Por Tairis Montano Ajete
Si Martí caminara hoy por las calles de Sandino, no hablaría desde el pedestal ni desde el bronce. Se detendría frente a los jóvenes, miraría sus rostros cansados por las dificultades y les diría: «Hacer es la mejor manera de decir».
Martí sabría que la vida no es fácil. Que hay tropiezos, carencias, incertidumbres. Pero también sabría que en cada joven hay una fuerza capaz de transformar la realidad. Les recordaría que la resiliencia no es aguantar en silencio, sino levantarse con dignidad, aprender de la caída y seguir adelante.
A los emprendedores, les hablaría de la utilidad del trabajo honesto.
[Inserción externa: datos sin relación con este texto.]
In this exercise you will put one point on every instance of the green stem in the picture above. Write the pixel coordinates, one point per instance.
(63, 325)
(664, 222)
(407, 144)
Les diría que cada proyecto, por pequeño que parezca, es semilla de futuro. Que la creatividad es un acto de libertad y que la constancia es la verdadera riqueza. Martí vería en ellos la encarnación de su idea de que «Patria es humanidad»: cada negocio que mejora la vida de otros es también un gesto de amor a la patria.
A los estudiantes les recordaría que el conocimiento es la herramienta más poderosa contra la desesperanza. Que estudiar, leer, pensar es también una forma de resistencia. Martí, que escribió con lo mínimo y organizó campañas con apenas lo necesario, sabría que la pasión puede vencer la precariedad.
Y a todos les dejaría un mensaje: la grandeza no está en el triunfo individual, sino en la capacidad de compartir, de tender la mano, de crecer juntos. Porque la resiliencia no es solo personal, es colectiva.
Hoy Martí no sería un recuerdo distante. Sería una voz viva que nos invita a enfrentar las vicisitudes con coraje, a echar para adelante con creatividad, y a crecer con la certeza de que el amor y la dignidad son las verdaderas fuerzas que sostienen la vida.